A versão gratuita do aplicativo - disponível para
download na Google Play Store - fica totalmente visível no celular do
usuário rastreado. Para não ferir a política de privacidade do Google,
sempre que o usuário espião requisitar uma informação do app -
localização, SMS ou escuta, por exemplo - a vítima é avisada.
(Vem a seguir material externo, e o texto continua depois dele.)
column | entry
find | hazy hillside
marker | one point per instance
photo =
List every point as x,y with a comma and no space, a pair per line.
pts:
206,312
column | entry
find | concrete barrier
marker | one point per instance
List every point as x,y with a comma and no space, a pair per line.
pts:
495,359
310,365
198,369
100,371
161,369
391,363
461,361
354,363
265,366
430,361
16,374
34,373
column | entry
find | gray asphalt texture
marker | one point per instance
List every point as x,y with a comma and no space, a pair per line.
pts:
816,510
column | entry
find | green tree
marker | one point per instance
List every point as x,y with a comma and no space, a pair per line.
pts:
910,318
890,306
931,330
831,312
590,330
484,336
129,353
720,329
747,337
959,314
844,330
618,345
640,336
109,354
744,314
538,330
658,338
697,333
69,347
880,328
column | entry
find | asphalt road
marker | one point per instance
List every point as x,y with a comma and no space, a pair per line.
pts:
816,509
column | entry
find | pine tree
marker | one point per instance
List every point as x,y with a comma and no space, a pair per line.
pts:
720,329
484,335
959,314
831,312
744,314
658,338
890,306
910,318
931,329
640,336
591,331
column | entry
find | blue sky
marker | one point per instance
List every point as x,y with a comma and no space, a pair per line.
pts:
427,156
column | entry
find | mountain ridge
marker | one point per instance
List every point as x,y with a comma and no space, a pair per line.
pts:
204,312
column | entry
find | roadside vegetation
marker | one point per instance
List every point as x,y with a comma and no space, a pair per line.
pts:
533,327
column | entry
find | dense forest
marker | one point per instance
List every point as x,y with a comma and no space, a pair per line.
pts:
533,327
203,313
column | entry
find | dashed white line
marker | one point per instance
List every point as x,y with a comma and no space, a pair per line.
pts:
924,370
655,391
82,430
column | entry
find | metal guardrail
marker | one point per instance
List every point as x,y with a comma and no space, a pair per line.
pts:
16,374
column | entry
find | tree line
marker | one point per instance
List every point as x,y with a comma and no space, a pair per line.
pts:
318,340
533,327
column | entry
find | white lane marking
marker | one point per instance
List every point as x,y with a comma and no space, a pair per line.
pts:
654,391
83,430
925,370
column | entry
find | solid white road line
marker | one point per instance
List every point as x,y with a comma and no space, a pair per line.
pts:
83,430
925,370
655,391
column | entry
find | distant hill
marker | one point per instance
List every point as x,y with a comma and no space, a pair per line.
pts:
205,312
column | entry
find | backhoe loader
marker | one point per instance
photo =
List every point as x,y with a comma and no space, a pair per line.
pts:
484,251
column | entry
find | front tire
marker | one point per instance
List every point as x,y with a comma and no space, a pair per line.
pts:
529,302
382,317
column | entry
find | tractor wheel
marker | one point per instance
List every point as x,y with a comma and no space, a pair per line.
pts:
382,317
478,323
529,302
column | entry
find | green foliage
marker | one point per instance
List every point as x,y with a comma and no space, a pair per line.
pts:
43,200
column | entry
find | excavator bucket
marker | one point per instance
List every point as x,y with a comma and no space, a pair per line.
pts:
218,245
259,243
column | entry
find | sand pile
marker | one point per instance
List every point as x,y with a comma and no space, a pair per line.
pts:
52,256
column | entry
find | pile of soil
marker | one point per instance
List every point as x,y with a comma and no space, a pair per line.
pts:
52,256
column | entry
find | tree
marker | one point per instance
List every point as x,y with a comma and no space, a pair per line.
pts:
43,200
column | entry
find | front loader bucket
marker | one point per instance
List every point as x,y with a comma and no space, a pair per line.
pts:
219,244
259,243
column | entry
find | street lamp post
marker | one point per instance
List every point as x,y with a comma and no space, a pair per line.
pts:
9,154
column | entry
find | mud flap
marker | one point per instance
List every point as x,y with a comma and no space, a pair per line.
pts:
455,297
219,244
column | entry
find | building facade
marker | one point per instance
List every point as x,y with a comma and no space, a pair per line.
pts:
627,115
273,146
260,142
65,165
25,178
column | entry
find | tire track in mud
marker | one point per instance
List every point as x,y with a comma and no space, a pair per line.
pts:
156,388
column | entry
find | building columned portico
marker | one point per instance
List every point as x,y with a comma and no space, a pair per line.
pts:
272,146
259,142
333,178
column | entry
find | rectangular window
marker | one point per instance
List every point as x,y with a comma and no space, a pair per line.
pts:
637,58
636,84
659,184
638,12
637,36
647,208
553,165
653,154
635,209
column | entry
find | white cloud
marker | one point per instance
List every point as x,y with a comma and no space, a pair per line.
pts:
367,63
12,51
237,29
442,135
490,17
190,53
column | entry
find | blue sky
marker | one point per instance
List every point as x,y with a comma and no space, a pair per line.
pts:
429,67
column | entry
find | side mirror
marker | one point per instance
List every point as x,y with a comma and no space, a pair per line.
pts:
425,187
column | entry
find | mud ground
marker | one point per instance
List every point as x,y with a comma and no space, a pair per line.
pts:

Há, porém, uma versão paga, requisitada por e-mail e
instalada fora da loja do Google, para que a Play Store não retire o
aplicativo do ar. Nesta versão, que custa R$ 4,99, todas as chamadas,
ícones e o próprio aplicativo ficam invisíveis para quem está sendo
espionado. Isso faz com que o espião tenha pleno acesso à localização,
às mensagens enviadas e às chamadas feitas sem que o espionado tenha
ciência disso.
E isso é legal? "Quando a gente vende a versão paga,
fazemos o usuário assinar um termo de uso, um pequeno contrato", disse
Grijó. "Seria como vender uma caneta espiã. Não é crime vender uma
caneta espiã, isso vai depender do uso que quem compra fizer. Nós só
vendemos a ferramenta. O uso fica a cargo de quem comprar", afirmou.